Spain approves plan to dig up former dictator Franco

The tomb of former Spanish dictator Francisco Franco (AP Photo/Andrea Comas) Credit: AP/Press Association Images

Spain’s centre-left government says it has approved legal amendments ensuring the remains of former dictator General Francisco Franco will be dug up and removed from a controversial mausoleum.

Deputy prime minister Carmen Calvo said the minority Socialist government is certain that parliament will endorse the decision, probably next month.

The amendments to Spain’s Historical Memory Law of 2007 grant the government power to exhume Franco’s body.

That change aims to thwart legal efforts by Franco’s descendants and supporters to block the exhumation.

Removing the remains from the Valley of the Fallen, a mausoleum Franco ordered built 30 miles north west of Madrid, would be a momentous event in Spain which still bears social and political scars from the 1936-39 civil war.

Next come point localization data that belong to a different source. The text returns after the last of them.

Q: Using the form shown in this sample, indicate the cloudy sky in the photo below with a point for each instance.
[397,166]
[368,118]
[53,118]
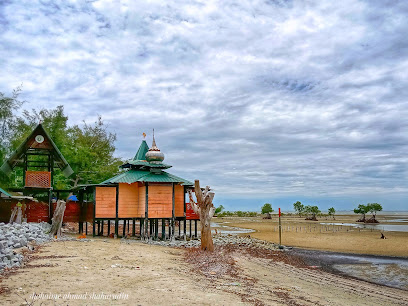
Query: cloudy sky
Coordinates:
[271,101]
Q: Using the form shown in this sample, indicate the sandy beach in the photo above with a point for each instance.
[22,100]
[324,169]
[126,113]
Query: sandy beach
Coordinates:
[298,232]
[143,274]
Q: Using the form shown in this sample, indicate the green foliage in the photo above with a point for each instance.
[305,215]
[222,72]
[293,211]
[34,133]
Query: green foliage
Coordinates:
[311,210]
[8,106]
[267,208]
[298,207]
[219,209]
[373,208]
[88,148]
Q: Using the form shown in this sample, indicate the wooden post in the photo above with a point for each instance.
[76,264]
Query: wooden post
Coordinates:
[173,214]
[163,229]
[280,228]
[93,220]
[117,212]
[147,212]
[141,228]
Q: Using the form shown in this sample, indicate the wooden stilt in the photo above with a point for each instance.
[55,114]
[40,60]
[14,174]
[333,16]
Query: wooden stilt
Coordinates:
[163,229]
[156,229]
[141,228]
[185,229]
[195,229]
[124,228]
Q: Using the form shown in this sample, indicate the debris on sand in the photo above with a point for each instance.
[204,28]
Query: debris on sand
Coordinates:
[16,236]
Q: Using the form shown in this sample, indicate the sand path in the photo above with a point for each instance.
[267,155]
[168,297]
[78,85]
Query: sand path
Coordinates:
[155,275]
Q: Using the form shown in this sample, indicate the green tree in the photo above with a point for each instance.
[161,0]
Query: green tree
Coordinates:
[299,208]
[219,209]
[267,208]
[88,148]
[362,210]
[331,212]
[373,208]
[8,106]
[312,211]
[91,153]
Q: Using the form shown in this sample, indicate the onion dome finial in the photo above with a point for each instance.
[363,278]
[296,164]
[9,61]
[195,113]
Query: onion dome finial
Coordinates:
[154,155]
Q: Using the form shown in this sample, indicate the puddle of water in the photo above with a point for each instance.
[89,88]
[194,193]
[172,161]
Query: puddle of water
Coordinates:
[390,274]
[229,230]
[382,270]
[380,227]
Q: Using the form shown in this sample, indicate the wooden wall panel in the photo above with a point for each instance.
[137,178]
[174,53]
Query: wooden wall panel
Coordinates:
[105,199]
[179,200]
[129,201]
[160,201]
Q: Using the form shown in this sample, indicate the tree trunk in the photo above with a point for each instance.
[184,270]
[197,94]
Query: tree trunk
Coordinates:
[205,209]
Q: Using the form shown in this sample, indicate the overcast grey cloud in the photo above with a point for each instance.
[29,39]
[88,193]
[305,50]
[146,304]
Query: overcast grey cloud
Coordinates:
[262,100]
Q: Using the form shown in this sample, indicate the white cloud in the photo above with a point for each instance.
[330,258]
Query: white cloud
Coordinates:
[271,97]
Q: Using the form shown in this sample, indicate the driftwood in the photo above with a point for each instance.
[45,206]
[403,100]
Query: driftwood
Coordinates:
[57,219]
[205,209]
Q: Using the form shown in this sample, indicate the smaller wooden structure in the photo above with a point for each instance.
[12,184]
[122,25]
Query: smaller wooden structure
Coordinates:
[144,194]
[39,157]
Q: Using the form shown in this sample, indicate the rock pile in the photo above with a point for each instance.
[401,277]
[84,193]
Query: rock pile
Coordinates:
[220,240]
[14,236]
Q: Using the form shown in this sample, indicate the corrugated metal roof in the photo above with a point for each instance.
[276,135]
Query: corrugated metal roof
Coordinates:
[133,176]
[164,177]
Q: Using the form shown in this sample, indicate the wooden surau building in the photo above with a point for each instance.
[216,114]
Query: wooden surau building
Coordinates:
[38,156]
[144,194]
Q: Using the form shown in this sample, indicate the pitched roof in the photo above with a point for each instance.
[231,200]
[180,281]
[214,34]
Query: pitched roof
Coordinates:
[132,176]
[30,142]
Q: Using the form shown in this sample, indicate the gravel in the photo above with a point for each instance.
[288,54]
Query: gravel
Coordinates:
[220,240]
[15,236]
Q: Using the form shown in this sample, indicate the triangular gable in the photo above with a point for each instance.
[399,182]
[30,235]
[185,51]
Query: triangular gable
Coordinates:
[30,142]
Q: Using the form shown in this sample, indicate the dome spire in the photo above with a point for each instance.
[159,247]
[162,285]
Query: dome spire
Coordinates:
[154,155]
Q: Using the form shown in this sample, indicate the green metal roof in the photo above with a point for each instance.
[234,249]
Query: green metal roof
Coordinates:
[147,164]
[132,176]
[141,153]
[5,192]
[9,164]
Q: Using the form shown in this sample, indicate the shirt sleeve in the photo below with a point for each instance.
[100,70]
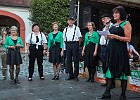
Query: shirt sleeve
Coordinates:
[44,38]
[28,38]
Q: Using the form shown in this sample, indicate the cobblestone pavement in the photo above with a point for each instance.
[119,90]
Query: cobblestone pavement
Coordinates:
[53,90]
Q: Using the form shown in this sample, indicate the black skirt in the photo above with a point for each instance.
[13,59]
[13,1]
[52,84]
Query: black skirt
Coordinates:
[90,60]
[117,59]
[54,56]
[13,57]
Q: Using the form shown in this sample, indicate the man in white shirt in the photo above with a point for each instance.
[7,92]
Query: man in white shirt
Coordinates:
[36,46]
[106,20]
[72,37]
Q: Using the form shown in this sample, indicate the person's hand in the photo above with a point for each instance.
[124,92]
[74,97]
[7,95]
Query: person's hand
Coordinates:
[83,53]
[61,53]
[95,53]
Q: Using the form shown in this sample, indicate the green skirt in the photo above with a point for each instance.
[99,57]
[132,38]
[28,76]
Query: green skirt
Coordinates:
[122,77]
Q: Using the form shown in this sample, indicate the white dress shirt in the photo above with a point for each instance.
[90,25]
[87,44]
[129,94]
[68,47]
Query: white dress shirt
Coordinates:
[33,40]
[70,32]
[103,41]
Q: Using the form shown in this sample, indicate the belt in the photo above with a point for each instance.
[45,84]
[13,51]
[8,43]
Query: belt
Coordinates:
[72,42]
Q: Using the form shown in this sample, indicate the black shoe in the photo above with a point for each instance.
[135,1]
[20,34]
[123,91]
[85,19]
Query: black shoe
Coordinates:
[17,81]
[104,84]
[88,80]
[104,96]
[57,78]
[12,81]
[76,79]
[42,78]
[54,78]
[70,78]
[29,79]
[122,97]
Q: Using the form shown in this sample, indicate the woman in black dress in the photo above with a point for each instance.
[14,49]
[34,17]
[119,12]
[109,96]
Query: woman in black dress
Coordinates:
[90,50]
[117,61]
[55,49]
[13,43]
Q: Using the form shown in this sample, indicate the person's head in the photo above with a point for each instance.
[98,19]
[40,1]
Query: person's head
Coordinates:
[119,13]
[55,25]
[105,18]
[91,26]
[71,21]
[3,32]
[13,30]
[35,28]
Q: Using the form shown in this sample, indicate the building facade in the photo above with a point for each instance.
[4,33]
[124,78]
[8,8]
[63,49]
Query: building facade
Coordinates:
[16,12]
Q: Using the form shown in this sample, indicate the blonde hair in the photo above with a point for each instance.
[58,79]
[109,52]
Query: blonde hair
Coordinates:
[14,27]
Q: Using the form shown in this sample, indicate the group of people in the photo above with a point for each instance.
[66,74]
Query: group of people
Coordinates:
[113,50]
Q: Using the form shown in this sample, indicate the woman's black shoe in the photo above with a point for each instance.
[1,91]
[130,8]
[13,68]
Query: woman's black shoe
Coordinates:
[54,78]
[123,97]
[88,80]
[29,79]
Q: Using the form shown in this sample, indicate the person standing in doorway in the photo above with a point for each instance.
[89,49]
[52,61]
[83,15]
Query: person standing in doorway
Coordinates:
[36,48]
[3,53]
[72,38]
[106,20]
[117,60]
[55,49]
[13,43]
[90,49]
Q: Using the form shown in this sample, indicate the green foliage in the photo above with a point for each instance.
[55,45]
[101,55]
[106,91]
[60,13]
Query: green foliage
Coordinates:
[45,12]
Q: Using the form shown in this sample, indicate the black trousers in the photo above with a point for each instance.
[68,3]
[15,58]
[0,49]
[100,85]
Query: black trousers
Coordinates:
[33,55]
[72,54]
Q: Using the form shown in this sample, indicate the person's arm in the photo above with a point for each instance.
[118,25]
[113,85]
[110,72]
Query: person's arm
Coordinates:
[127,32]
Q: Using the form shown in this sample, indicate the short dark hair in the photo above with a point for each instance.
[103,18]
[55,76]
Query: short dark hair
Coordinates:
[34,26]
[122,11]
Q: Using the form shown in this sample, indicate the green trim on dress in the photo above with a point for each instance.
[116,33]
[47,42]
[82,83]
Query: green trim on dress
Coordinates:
[122,77]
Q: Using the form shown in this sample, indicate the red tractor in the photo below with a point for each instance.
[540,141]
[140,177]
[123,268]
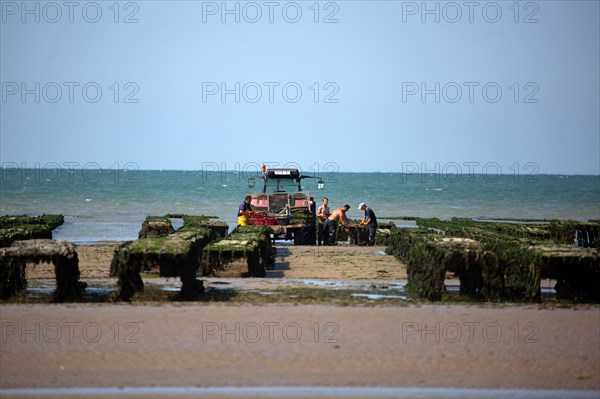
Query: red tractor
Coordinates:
[284,206]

The vast Valley of the Fallen complex is the most conspicuous public legacy of Franco’s rule. It was built as a tribute to those killed in the civil war when he deposed Spain’s democratic government in what he called his “glorious crusade”.

Some 34,000 people from both sides are buried at the site, most of them never identified.

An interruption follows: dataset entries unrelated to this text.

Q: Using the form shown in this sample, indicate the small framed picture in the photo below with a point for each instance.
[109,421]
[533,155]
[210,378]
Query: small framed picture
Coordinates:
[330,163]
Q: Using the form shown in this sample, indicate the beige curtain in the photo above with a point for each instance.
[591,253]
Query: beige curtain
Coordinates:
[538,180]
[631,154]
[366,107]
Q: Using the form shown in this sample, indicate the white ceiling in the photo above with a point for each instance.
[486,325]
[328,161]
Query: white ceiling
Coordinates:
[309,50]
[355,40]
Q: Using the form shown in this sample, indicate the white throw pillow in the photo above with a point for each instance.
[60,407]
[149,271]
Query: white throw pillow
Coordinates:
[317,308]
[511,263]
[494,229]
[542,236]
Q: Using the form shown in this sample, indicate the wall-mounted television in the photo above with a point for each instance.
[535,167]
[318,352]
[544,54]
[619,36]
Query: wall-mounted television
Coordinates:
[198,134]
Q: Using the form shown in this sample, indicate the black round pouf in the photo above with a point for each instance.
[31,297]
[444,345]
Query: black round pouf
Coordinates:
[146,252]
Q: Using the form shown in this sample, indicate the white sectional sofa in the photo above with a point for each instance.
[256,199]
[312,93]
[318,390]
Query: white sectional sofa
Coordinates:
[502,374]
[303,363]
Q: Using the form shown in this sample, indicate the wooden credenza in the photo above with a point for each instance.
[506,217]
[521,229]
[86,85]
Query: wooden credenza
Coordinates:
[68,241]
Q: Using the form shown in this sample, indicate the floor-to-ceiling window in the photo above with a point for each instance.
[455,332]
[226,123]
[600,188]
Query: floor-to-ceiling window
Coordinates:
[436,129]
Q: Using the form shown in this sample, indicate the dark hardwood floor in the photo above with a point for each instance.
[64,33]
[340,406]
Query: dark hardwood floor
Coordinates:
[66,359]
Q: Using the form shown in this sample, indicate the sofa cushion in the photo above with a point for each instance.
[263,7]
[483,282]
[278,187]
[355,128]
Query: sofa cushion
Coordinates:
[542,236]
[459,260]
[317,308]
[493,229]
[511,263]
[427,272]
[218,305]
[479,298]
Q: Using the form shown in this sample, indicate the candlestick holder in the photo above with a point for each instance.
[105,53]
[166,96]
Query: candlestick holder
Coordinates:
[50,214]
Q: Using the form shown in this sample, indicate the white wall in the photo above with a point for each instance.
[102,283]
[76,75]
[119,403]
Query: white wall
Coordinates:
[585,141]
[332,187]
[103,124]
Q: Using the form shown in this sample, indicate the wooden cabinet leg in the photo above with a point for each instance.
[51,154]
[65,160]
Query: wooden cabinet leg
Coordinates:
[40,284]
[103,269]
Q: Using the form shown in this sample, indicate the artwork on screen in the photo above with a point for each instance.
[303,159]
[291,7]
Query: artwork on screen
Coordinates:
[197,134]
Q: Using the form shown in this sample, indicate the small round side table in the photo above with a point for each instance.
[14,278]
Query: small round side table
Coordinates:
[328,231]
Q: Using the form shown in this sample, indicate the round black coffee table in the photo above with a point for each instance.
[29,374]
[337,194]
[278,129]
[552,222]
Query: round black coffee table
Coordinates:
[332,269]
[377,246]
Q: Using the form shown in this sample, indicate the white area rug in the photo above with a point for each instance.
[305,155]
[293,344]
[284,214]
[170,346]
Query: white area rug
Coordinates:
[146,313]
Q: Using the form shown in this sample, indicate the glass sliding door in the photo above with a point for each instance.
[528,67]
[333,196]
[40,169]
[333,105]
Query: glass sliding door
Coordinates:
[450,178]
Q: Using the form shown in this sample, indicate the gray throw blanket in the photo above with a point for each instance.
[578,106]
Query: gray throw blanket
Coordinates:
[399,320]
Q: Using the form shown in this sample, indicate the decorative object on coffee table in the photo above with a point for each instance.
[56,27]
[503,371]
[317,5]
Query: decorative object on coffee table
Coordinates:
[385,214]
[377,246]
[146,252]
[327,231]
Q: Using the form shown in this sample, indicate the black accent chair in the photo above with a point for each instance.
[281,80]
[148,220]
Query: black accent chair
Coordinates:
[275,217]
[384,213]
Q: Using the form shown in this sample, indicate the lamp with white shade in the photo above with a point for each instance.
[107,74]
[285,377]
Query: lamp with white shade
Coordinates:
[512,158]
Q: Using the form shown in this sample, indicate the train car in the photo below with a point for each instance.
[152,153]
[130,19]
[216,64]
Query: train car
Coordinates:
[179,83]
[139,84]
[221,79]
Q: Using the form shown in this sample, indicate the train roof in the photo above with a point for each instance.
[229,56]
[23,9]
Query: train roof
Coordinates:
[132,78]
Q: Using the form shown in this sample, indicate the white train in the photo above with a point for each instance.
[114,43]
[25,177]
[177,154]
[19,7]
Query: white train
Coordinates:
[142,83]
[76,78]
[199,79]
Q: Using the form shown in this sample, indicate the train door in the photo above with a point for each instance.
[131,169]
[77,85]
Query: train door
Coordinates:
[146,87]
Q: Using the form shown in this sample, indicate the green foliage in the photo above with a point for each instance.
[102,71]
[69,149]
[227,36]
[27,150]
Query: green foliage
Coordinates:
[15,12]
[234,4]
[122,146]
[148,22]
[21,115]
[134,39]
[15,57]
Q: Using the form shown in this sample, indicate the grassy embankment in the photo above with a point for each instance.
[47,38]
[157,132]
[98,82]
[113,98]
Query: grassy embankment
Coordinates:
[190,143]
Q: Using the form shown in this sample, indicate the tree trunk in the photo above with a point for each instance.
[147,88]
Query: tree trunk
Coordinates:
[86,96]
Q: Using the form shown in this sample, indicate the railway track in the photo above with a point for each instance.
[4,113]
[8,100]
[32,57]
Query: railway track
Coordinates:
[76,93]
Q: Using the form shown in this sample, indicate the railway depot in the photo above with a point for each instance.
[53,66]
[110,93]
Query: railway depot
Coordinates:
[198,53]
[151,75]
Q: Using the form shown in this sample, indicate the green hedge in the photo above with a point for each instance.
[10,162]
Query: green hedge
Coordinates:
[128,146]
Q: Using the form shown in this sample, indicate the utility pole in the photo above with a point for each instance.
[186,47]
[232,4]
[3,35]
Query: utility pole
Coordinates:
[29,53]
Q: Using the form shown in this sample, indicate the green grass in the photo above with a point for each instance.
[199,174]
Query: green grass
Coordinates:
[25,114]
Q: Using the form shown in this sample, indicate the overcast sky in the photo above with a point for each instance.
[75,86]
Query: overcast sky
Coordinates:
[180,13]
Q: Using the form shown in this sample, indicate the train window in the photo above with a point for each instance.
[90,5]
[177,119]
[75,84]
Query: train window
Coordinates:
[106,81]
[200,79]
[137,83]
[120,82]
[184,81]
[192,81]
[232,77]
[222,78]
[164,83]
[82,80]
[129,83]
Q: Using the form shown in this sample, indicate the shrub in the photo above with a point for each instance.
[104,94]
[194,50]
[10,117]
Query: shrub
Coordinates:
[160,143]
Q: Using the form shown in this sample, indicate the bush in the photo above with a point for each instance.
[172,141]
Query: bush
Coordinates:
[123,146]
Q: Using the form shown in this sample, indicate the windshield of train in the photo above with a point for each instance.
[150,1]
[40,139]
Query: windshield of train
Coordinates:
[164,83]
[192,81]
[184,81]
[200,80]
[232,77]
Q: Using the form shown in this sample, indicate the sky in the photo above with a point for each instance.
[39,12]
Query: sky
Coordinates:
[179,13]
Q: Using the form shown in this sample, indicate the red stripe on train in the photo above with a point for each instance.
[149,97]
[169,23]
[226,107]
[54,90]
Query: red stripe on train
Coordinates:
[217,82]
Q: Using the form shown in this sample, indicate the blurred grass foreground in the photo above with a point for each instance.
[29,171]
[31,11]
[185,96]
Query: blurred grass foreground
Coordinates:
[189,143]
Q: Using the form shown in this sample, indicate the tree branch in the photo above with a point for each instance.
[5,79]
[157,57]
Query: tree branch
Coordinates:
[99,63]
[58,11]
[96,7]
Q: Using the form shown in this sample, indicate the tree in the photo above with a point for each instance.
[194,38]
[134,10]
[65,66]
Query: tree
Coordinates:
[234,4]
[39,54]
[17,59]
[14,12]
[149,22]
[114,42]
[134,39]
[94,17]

The Valley of the Fallen monument at El Escorial Credit: Andrea Comas/AP

“Having Franco’s tomb (at the complex) shows a lack of respect … for the victims buried there,” Ms Calvo said. She noted that a visiting UN delegation said four years ago that “democracy is incompatible with a tomb which honours the memory of Franco”.

The Memory Law, which outlawed public events supporting the Franco regime, fell short of addressing the broad demands of civil war survivors and victims’ relatives for exhumations and reparations.

Franco’s descendants will be consulted and will have 15 days to say where they would like the remains to be placed after exhumation. If they do not reply, the government will choose a “dignified place”, Ms Calvo said after the government’s weekly cabinet meeting.

Francisco Martinez-Bordiu, a grandson of Franco, described the exhumation plans as “barbaric”, telling Antena 3 that descendants would assess legal options for halting it.

The 500ft cross is visible from miles away Credit: Andrea Comas/AP

An exhumation of Franco’s embalmed body — possibly as early as October — would cement the government’s reformist and liberal credentials after taking power last June.

Removing Franco from the mausoleum, which is owned and operated by the cultural heritage agency, a publicly funded body, has long been discussed in Spain.

Ms Calvo said the government is fast-tracking the exhumation because it wants to “end a state of affairs which cannot go on any longer”.

At next Friday’s cabinet meeting, detailed administrative procedures for the exhumation will be set out, she said.

The Valley of the Fallen complex includes a mausoleum and basilica in a neoclassic style and is a popular pilgrimage site for people who are nostalgic for the dictatorship.

It has a 500ft cross that can be seen from miles away.

Franco, who died in 1975, is in a tomb in the basilica’s central nave beneath a 1.5-metric ton tombstone.